Album Review

Scott Miller Delivers Another Album of Down Home Homilies

Scott Miller - Ladies Auxiliary

Scott Miller is a singular kind of singer and songwriter. While that description is frequently bandied about, in Miller’s case, it reflects both his poignancy and purpose, a tact that captures the intimate details of everyday existence and relays them in ways that bring those tearstained sentiments to the fore. His upcoming album, Ladies Auxiliary, is no exception, a series of songs that convey both the sadder and sweeter circumstances that lie within the immediate sphere of Miller’s southern environs. The most touching of those, “Lo Siento Spanishburg, W VA” is a reprise of one of the more popular songs in Miller’s vast repertoire, the tale of a town that’s suddenly rebranded as a retreat for wealthy retirees, while making it unaffordable for the original inhabitants.
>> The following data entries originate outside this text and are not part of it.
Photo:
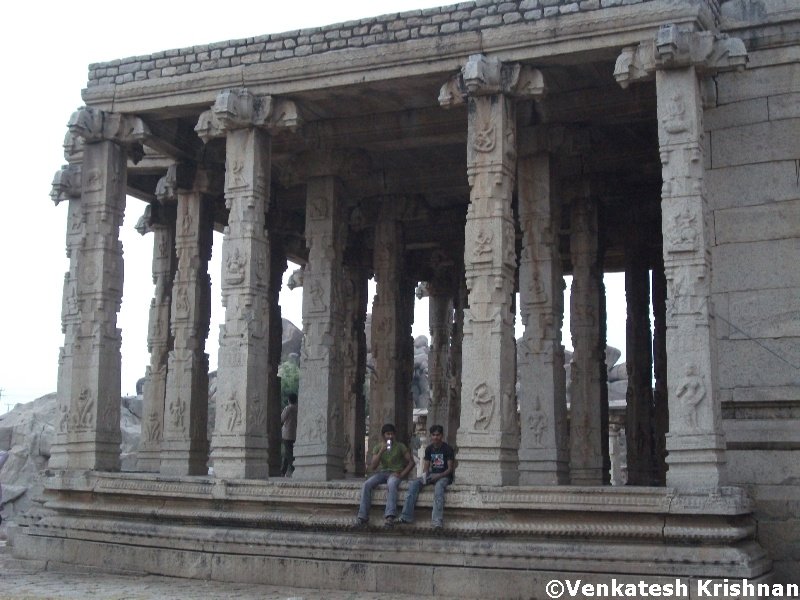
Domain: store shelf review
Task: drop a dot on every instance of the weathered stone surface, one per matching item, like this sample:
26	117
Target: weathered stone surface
744	363
784	106
761	314
756	265
775	221
755	83
736	114
749	184
27	432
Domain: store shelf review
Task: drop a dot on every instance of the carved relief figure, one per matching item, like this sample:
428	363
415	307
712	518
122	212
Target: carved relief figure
317	292
182	303
683	233
234	265
537	422
82	418
318	208
675	119
152	430
485	138
483	401
234	413
691	392
237	174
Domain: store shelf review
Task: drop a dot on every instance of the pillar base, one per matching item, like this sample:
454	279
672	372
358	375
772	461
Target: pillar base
697	463
487	459
534	471
179	459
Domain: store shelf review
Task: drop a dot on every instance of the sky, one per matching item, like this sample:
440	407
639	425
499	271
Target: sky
48	50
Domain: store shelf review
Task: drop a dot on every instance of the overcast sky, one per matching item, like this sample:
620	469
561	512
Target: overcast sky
48	50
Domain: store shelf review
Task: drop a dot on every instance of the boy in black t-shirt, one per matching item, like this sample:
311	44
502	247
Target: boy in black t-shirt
437	469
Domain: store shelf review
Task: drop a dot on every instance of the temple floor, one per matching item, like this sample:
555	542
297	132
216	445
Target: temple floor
496	540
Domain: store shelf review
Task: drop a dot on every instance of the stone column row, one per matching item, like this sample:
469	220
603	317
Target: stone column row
89	380
679	61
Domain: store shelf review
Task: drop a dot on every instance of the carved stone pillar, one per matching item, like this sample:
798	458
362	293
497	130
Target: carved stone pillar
388	388
543	452
660	397
67	186
354	363
588	414
240	442
276	270
319	450
159	335
696	440
440	322
184	446
92	420
638	345
488	437
456	363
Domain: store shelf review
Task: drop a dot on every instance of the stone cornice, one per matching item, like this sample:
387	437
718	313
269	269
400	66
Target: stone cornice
66	184
529	41
240	109
674	48
723	501
482	76
94	125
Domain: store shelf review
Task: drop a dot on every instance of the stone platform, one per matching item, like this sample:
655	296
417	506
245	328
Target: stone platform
498	542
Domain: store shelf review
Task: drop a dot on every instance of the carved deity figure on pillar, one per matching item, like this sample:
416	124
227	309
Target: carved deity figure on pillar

Along with tender, matter of fact narratives like “Epic Love” and the quiet contemplative “Someday/Sometime,” it affirms Miller’s ability to convey sweet sentiment in an unblemished way -- straight to the point, without pretence, hesitation or any sort of qualification. There’s a singular humility in the way he positions himself and it’s evident in every note he conveys.

Miller’s cast and crew consists of the same Ladies Auxiliary noted in the album title, a support cast that includes longtime musical partner Rayna Gallert as well as Anne McCue, a woman who’s known as a talented artist in her own right. Their supple support gives Miller the perfect platform on which to ply his down home homilies, with all the emotional conviction he’s capable of imbuing. Not that he’s immune to parlaying some folksy humor into the mix. “Mother-In-Law,” one of two covers on the album (the other being a somewhat sobering “With Body and Soul”), and the album’s rabid tongue-in-cheek closer, “Get Along Everybody” suggest that this good old boy can share a good joke when he hears one.

If justice is served, Ladies Auxiliary ought to bring Miller the wider attention he clearly deserves. Four solo albums on, Miller’s made it clear that southern spirit and an elegiac attitude can create a particularly touching combination.